SpaceX Plans Resumption of Rocket Flights for November | Saudi-led Forces Bomb Yemeni Industrial Site | Aermacchi M-346 Heading to Poland SoonSep 15, 2016 00:58 UTC
- SpaceX aims to resume rocket flights in November following a launch pad fire that destroyed a Falcon 9 rocket and an Israeli communications satellite it was due to lift into orbit earlier this month. The company stated that it has suspended Falcon 9 flights until it completes its investigation into why the rocket burst into flames during fueling for a routine prelaunch test at Cape Canaveral Air Force Station in Florida. SpaceX had previously stated that a nearly-completed second launch site in Florida, located at NASA’s Kennedy Space Center (KSC), would be finished in November. The pad was last used to launch NASA’s space shuttles five years ago.
- Boeing has landed a $700 million US defense contract for Small Diameter Bomb Increment 1 weapons. The USAF deal will see the company deliver the munitions by December 12, 2021 and includes foreign military sales.
- Documents endorsed by retired top US military officers and former national security officials warn of the potential danger posed to US military operations by climate change. A statement in support of the findings was released yesterday and signed by more than a dozen former senior military and national security officials, including retired General Anthony Zinni, former commander of the US Central Command, and retired Admiral Samuel Locklear, head of the Pacific Command until last year. They called on the next US president to create a cabinet level position to deal with climate change and its impact on national security.
- The first units of the Guided Multiple Launch Rocket System (GMLRS) Alternative Warhead rocket has rolled off Lockheed Martin’s production line. A company statement said the warhead was designed to engage the same target set and achieve the same area-effects requirement as the old MLRS submunition warhead, but without the lingering danger of unexploded ordnance. Lockheed received a US Army initial production contract for the warheads in June 2015.

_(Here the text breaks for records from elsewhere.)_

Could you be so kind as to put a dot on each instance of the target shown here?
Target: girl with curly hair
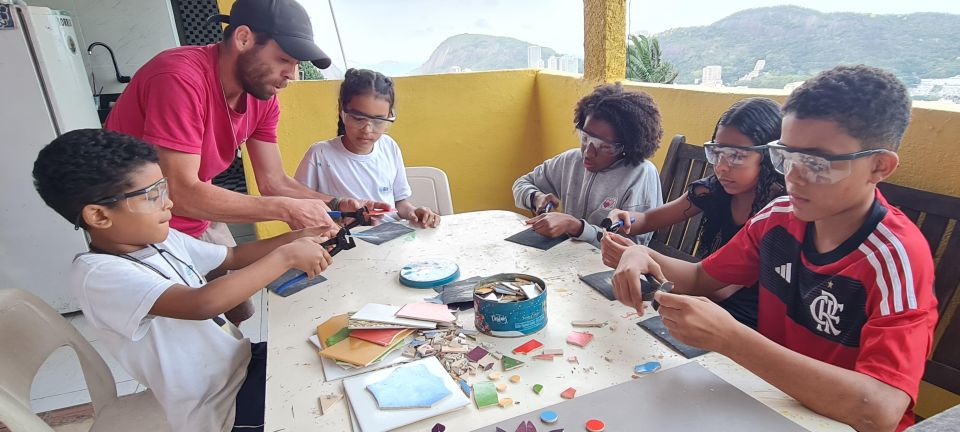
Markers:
(618, 131)
(743, 183)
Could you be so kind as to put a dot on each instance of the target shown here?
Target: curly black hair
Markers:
(760, 120)
(86, 165)
(634, 116)
(869, 103)
(363, 81)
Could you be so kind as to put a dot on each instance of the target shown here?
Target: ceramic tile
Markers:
(409, 387)
(51, 403)
(84, 327)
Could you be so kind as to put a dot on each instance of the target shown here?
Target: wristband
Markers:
(334, 204)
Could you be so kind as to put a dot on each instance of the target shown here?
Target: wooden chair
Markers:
(934, 213)
(684, 164)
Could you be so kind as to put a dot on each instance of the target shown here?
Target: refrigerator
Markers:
(44, 93)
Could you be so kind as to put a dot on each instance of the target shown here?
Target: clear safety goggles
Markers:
(814, 167)
(147, 200)
(360, 120)
(598, 144)
(735, 156)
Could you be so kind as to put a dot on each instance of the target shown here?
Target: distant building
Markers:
(792, 86)
(757, 68)
(553, 63)
(712, 76)
(943, 88)
(569, 64)
(534, 57)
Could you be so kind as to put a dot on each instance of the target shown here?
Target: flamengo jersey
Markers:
(867, 306)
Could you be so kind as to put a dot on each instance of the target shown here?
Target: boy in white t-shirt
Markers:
(142, 285)
(363, 162)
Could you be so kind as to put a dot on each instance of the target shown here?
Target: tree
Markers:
(309, 72)
(644, 61)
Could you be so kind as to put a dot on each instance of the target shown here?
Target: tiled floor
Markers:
(59, 383)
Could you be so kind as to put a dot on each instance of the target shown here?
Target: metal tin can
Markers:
(512, 319)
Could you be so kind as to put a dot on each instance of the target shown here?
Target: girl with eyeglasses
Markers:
(363, 161)
(618, 131)
(744, 181)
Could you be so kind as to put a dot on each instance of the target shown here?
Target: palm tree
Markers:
(644, 61)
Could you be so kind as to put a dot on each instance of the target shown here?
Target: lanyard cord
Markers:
(151, 267)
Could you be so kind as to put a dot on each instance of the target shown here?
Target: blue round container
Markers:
(514, 319)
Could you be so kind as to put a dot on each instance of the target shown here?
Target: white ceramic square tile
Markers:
(84, 327)
(51, 403)
(128, 387)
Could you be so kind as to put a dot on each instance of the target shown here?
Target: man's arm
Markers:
(271, 179)
(857, 399)
(196, 199)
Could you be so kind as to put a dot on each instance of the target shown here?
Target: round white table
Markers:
(369, 273)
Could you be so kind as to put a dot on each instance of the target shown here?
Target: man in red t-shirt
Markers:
(846, 303)
(198, 104)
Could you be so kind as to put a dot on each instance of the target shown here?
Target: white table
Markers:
(369, 273)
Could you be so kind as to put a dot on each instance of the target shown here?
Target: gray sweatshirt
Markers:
(590, 196)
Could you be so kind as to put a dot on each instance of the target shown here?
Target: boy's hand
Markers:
(555, 225)
(624, 217)
(317, 232)
(308, 255)
(612, 247)
(540, 202)
(425, 218)
(307, 213)
(349, 205)
(634, 263)
(697, 321)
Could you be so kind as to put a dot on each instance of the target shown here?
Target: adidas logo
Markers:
(784, 271)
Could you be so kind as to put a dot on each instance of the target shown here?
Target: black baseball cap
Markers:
(286, 21)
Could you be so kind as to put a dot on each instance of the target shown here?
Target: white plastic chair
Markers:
(32, 330)
(430, 188)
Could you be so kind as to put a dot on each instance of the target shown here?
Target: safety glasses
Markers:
(735, 156)
(146, 200)
(360, 120)
(814, 167)
(599, 145)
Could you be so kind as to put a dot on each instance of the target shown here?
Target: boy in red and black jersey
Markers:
(846, 308)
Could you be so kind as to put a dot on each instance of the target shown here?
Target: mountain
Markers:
(797, 43)
(479, 52)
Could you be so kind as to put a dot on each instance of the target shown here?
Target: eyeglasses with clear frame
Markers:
(815, 167)
(147, 200)
(599, 144)
(734, 156)
(361, 120)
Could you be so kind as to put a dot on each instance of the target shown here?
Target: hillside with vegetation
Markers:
(479, 53)
(797, 43)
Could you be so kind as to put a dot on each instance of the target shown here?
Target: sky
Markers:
(407, 31)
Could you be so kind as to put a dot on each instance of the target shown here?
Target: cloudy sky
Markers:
(407, 31)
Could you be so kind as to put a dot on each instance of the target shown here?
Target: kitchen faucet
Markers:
(122, 78)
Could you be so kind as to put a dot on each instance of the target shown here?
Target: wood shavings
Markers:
(590, 323)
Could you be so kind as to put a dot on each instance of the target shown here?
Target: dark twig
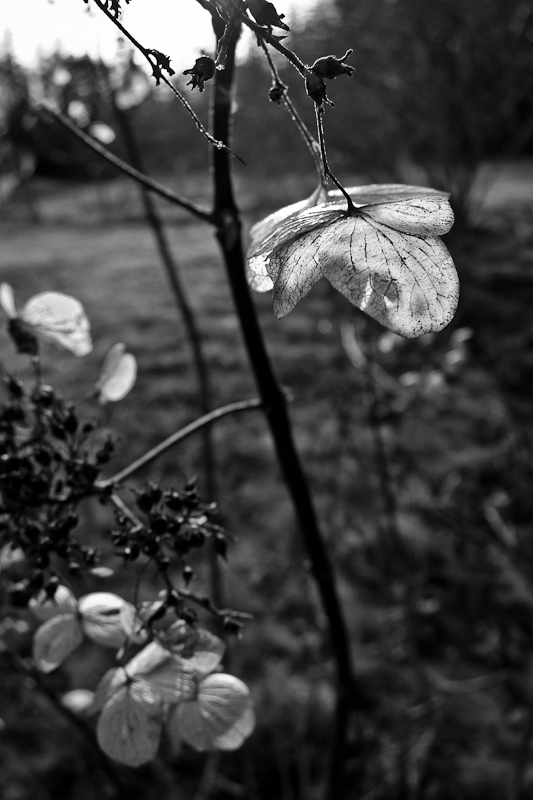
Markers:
(179, 436)
(185, 309)
(229, 236)
(319, 111)
(308, 138)
(144, 180)
(160, 77)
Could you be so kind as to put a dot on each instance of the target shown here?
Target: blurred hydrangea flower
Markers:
(103, 617)
(206, 709)
(52, 315)
(384, 256)
(118, 375)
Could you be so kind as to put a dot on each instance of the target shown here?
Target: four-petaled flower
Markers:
(383, 255)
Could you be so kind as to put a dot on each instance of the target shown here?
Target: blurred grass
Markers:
(91, 242)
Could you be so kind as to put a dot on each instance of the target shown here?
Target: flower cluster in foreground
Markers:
(171, 684)
(384, 254)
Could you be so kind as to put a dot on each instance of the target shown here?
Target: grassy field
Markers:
(402, 485)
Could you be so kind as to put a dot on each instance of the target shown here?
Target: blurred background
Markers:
(419, 452)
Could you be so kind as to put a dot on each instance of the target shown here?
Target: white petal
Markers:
(222, 701)
(129, 727)
(78, 700)
(118, 375)
(298, 269)
(107, 619)
(108, 685)
(61, 319)
(168, 676)
(104, 133)
(422, 216)
(239, 731)
(376, 193)
(55, 640)
(257, 278)
(9, 556)
(408, 283)
(198, 649)
(7, 300)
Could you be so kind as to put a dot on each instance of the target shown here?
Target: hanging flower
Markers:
(103, 617)
(207, 711)
(118, 375)
(52, 315)
(384, 255)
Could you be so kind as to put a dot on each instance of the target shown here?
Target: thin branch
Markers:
(349, 693)
(266, 35)
(160, 77)
(308, 138)
(185, 309)
(319, 110)
(144, 180)
(179, 436)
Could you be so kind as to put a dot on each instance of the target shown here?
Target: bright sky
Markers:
(179, 28)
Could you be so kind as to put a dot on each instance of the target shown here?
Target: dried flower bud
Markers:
(331, 67)
(277, 92)
(203, 70)
(316, 89)
(265, 13)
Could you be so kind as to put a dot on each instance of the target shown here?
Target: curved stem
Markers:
(157, 71)
(308, 138)
(185, 309)
(139, 177)
(179, 436)
(319, 110)
(274, 403)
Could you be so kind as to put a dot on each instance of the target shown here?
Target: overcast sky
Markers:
(179, 28)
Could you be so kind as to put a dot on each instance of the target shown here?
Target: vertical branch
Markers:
(228, 222)
(191, 327)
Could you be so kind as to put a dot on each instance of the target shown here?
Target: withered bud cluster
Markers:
(265, 14)
(203, 70)
(326, 68)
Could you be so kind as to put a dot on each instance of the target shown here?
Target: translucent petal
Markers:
(422, 216)
(107, 619)
(199, 649)
(55, 640)
(63, 602)
(222, 701)
(236, 735)
(298, 269)
(61, 319)
(170, 678)
(264, 230)
(258, 280)
(118, 375)
(107, 687)
(7, 300)
(78, 700)
(9, 556)
(375, 193)
(407, 283)
(129, 727)
(104, 133)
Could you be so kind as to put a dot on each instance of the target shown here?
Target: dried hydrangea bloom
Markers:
(384, 255)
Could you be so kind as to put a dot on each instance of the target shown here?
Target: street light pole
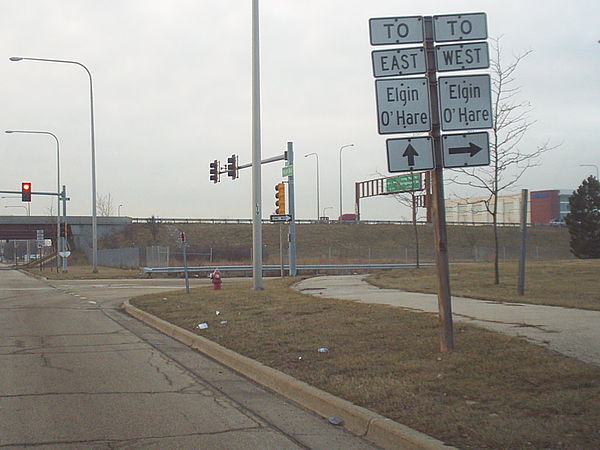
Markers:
(591, 165)
(256, 154)
(342, 148)
(28, 210)
(58, 249)
(93, 144)
(318, 192)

Middle East & North Africa
- A Yemeni industrial site, supposedly a rebel missile manufacturing site, has been bombed by Saudi-led coalition forces. The bombing, which occurred on Tuesday in the capital of Sanaa, caused a fire that destroyed half the premises and resulted in several million dollars worth of damage. Local businessmen claim that plants located on the site were only used for the manufacture of piping and building supplies.
- South Africa’s Defense Minister announced plans to update the country’s indigenous Rooivalk attack helicopter. Speaking at this year’s African Aerospace & Defence Show, Nosiviwe Masipa-Nqakula said the helicopter has “blooded” itself having carried out a series of successful operations as part of the United Nations’ peacekeeping missions in the Democratic Republic of Congo. Manufacturer Denel is also working on marketing the helicopter to other African governments who are fighting insurgencies, namely Nigeria and Egypt, and further afield governments like India and Brazil.
- Deliveries of the Leonardo Aermacchi M-346 advanced jet trainer destined for Poland will soon be underway following the successful conclusion of electromagnetic testing in an anechoic chamber. The next phase of experimental and certification flights will see two Polish aircraft have their communications and avionics systems tested, before moving on to trials of their embedded tactical training simulation (ETTS) equipment. The first of eight aircraft will touch down in Poland in November.
- Weapons Experts have warned of the ramping up of uranium enrichment by North Korea. The new uranium, when combined with current plutonium stocks, will give the regime enough material for 20 nuclear warheads. Pyongyang’s ability to evade a decade of UN sanctions has allowed it to develop the uranium enrichment process, enabling it to run an effectively self-sufficient nuclear program that is capable of producing around six nuclear bombs a year.